Transform failures into growth mindset
A growth mindset suggests we transform failures into springboards for growth. If we don’t reach a goal, like winning at the provincial competition, do we continue to learning? Can we develop a willingness to honestly investigate our capacities, strengths and interests? Our failures and mistakes are markers on whatever path we’re travelling. There is no need to punish ourselves when we don’t get the highest mark or make the most money … or win the piano competition. So much kinder — and more hopeful — than “I failed. That’s that. Never again”!

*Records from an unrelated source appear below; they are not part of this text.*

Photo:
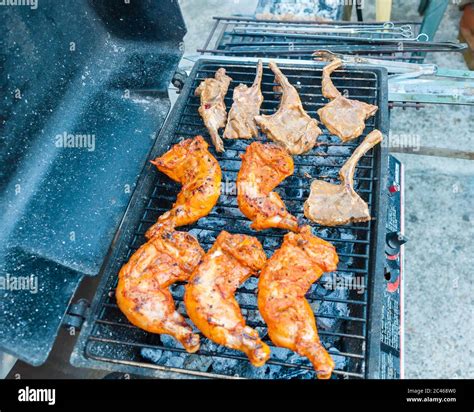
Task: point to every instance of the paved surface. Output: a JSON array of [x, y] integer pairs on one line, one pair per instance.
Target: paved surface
[[439, 316]]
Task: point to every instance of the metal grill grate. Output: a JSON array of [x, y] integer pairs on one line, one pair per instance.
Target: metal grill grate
[[343, 315], [237, 36]]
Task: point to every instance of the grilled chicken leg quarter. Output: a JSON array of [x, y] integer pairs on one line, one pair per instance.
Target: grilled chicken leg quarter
[[264, 166], [290, 126], [190, 164], [142, 292], [343, 117], [247, 102], [212, 109], [284, 281], [209, 296]]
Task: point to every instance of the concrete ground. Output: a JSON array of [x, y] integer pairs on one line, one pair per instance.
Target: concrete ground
[[439, 316]]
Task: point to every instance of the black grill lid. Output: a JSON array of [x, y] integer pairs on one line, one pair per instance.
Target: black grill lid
[[93, 74]]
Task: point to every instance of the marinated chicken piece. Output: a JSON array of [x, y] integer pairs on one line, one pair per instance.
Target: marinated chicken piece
[[209, 296], [212, 109], [290, 126], [142, 292], [343, 117], [190, 164], [284, 281], [247, 102], [338, 204], [264, 167]]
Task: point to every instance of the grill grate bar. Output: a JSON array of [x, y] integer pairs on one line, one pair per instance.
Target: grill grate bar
[[223, 355]]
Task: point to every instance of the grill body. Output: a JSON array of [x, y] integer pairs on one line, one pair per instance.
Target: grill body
[[347, 319]]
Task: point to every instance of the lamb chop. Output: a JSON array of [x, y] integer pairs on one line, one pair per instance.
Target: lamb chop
[[247, 102], [343, 117], [334, 205], [290, 126], [212, 109]]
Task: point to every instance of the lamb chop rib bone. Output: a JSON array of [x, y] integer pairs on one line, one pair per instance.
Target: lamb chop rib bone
[[338, 204]]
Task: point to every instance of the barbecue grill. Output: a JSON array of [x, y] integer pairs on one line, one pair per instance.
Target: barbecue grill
[[359, 339], [241, 36], [347, 324]]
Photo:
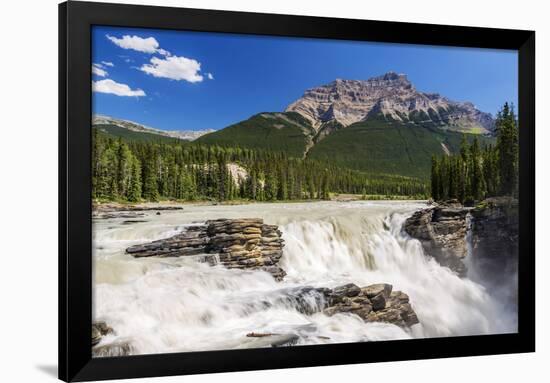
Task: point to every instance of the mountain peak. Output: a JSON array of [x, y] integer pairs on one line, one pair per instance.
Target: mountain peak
[[390, 96]]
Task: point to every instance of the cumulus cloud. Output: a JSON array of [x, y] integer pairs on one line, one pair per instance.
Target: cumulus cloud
[[136, 43], [175, 68], [98, 71], [112, 87], [163, 52]]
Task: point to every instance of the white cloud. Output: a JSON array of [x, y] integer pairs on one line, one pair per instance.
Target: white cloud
[[174, 68], [112, 87], [163, 52], [96, 69], [147, 45]]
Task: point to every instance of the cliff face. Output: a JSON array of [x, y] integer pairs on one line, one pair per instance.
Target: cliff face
[[441, 230], [493, 233], [390, 96]]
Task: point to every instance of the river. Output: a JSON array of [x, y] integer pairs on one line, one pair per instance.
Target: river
[[179, 304]]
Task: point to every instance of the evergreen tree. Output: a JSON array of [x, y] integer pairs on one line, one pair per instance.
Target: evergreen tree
[[508, 147]]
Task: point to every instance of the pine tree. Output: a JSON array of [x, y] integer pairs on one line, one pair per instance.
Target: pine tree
[[508, 147]]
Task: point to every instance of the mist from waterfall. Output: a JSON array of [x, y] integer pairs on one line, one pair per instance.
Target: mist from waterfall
[[181, 304]]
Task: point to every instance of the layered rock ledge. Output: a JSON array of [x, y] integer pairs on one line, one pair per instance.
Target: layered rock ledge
[[373, 303], [246, 243], [493, 225], [442, 229], [495, 238]]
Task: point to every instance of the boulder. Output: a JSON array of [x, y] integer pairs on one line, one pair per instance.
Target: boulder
[[99, 330], [495, 239], [442, 230], [374, 303]]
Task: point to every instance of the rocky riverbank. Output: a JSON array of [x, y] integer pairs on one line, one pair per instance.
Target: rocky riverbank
[[251, 244], [235, 243], [443, 230], [373, 303]]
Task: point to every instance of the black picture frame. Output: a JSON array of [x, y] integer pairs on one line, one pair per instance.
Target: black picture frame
[[75, 223]]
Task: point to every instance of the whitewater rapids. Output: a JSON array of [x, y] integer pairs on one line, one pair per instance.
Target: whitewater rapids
[[179, 304]]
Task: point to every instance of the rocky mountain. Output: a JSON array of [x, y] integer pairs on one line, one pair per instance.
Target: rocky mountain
[[106, 121], [391, 97]]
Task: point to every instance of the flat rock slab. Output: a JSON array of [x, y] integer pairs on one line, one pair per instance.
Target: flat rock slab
[[244, 243]]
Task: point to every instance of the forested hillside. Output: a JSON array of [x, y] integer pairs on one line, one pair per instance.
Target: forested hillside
[[389, 147], [480, 171], [288, 132], [129, 170]]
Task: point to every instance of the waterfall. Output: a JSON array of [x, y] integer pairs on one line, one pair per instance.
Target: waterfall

Growth mindset reminds us that by staying curious, not blaming ourselves for failure, not giving up, and asking for help when we need it, we may be able to do much more than we initially thought possible. Sometimes things don’t work out as we hoped, but that doesn’t necessarily mean we “can’t”; maybe we just need a new plan.
Perhaps by using this approach we can short circuit some of the negativity associated with failure in our society and encourage ourselves to ease up on the hostility and blame we so readily direct at ourselves when we don’t realize our goals. Maybe we can embrace the idea of “try again” as one of the best ways to achieve success, seeing someone who’s making their 10th try as determined and persistent rather than as a nine-time failure.
For a brief moment, my teenage-self was the best piano player in the province … and then … she wasn’t. Her intense focus on outcome — winning the competition — and her insistence that failure to win meant she had failed as a pianist. This robbed me of much of the joy I had experienced in my relationship with the piano up to then. I was able to reconnect with that sense of joy later in life when I decided, as some of you may remember, to learn to play the cello.
Benefits of the growth mindset
I believe that developing a growth mindset would genuinely benefit many of us, from children to elders. Failure is an opportunity to try again in a new way, to reach out to others for help and support, to persist in our commitment to be lifelong learners, and maybe most importantly, to find joy in the effort.
After all, even Einstein dropped out of school at 15, failed the entrance exam to the Swiss Federal Institute of Technology at 16, and despite his later academic success in the field of physics, could not secure a position as a professor in his area of interest for many years. And yet, he persisted — for the love of learning, for the excitement of discovery, and for the joy of the effort. And we all know how that turned out!